Conclusie / beantwoording
Wij, verbalisanten, zijn van mening dat het ongeval niet te wijten is aan een technisch gebrek, doch dat de oorzaak moet worden gezocht in een rij- c.q. beoordelingsfout van de bestuurder van voertuig 1 (Seat, kenteken [kenteken] ). De bestuurder van voertuig 1 is [verdachte] , geboren op [geboortedatum] 1989 te [geboorteplaats]. De bestuurder van voertuig 1 reed vrijwel zeker met een aanmerkelijk hogere snelheid dan de ter plaatse toegestane snelheid, hij hield niet zoveel mogelijk rechts en door het inzetten van een noodremming werd zijn voertuig onbestuurbaar, waardoor hij het voertuig dat hem naderde niet kon ontwijken. Er ontstond een aan zijn schuld te wijten verkeersongeval, waarbij aan een ander, de bestuurster van voertuig 2 (Renault, kenteken [kenteken] ), lichamelijk letsel werd toegebracht. De bestuurster van voertuig 2 is [slachtoffer] . Bovendien verkeerde de bestuurder van voertuig 1 onder invloed van alcoholhoudende drank, hetgeen later bleek uit een ingesteld onderzoek hiernaar.
2.2.1Wegsituatie
Het verkeersongeval vond plaats op 19 april 2017 op de Leegeweg, gelegen binnen de als zodanig aangeduide bebouwde kom van Hoogkerk in de gemeente Groningen. Het verkeersongeval had plaatsgevonden nabij de inrit naar perceel [nummer] . De Leegeweg loopt van de Noodweg naar de Kerkstraat en is bestemd voor verkeer in beide richtingen.
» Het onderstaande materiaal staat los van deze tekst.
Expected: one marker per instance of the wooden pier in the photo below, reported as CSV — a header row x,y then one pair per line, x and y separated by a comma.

Het ongeval vond gezien de oorspronkelijke rijrichting van voertuig 1, merk Seat, plaats op een recht weggedeelte. De rijbaan heeft een breedte van circa 3.80 meter en is niet verdeeld in rijstroken. Naast de rijbaan ligt aan beide zijden van de rijbaan een suggestiestrook. De totale wegbreedte, inclusief de suggestiestroken bedraagt ongeveer 6.60 meter.
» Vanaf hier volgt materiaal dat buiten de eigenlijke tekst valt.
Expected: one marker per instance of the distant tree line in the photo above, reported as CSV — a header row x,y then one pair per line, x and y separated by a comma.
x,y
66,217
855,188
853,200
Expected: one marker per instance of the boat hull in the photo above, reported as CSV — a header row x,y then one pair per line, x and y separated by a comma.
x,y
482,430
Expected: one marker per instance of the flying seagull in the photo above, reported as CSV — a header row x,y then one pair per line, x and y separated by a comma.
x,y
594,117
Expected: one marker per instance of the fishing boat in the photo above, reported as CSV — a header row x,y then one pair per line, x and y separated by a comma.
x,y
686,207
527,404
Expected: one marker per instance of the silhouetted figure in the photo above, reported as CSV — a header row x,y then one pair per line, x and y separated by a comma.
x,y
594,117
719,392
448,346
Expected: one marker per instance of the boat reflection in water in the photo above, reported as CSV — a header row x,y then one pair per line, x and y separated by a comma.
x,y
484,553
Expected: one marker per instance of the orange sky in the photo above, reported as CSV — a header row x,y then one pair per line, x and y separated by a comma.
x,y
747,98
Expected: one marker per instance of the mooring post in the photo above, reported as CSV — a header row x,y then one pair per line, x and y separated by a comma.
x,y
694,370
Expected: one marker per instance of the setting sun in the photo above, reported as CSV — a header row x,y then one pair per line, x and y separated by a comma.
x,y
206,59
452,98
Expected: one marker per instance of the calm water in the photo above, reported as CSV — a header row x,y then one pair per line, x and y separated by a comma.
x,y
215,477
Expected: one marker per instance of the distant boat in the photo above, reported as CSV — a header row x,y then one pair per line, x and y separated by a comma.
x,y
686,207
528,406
4.1.2Onderzoek snelheid voertuig 1
Als minimale aanvangssnelheid werd een snelheid van 85 kilometer per uur berekend. Bij de genoemde minimale aanvangssnelheid van 85 kilometer per uur legt voertuig 1 ongeveer 23,6 meter per seconde af. Met de bij de berekening gehanteerde remvertraging van 6 m/s2 en met behulp van de hiervoor geldende formules kan worden vastgesteld dat de stopafstand bij deze snelheid ca. 70 meter is. Het reactiepunt van de bestuurder van voertuig 1 lag op ca. 39 meter voor het botspunt (afstand in reactietijd 23,6 meter en remblokkeerspoor tot botspunt ongeveer 15 meter). Hierbij wordt door ons, verbalisanten, opgemerkt dat de stopafstand bij 50 km/h, onder dezelfde omstandigheden, ca. [nummer] meter is.
Uit vorenstaande blijkt dat de bestuurder van de Seat, indien deze zich had gehouden aan de ter plaatse geldende maximum snelheid, zijn voertuig onder dezelfde omstandigheden voor het botspunt tot stilstand had kunnen brengen, dan wel naar rechts had kunnen uitwijken en mogelijk hiermee een aanrijding had kunnen voorkomen.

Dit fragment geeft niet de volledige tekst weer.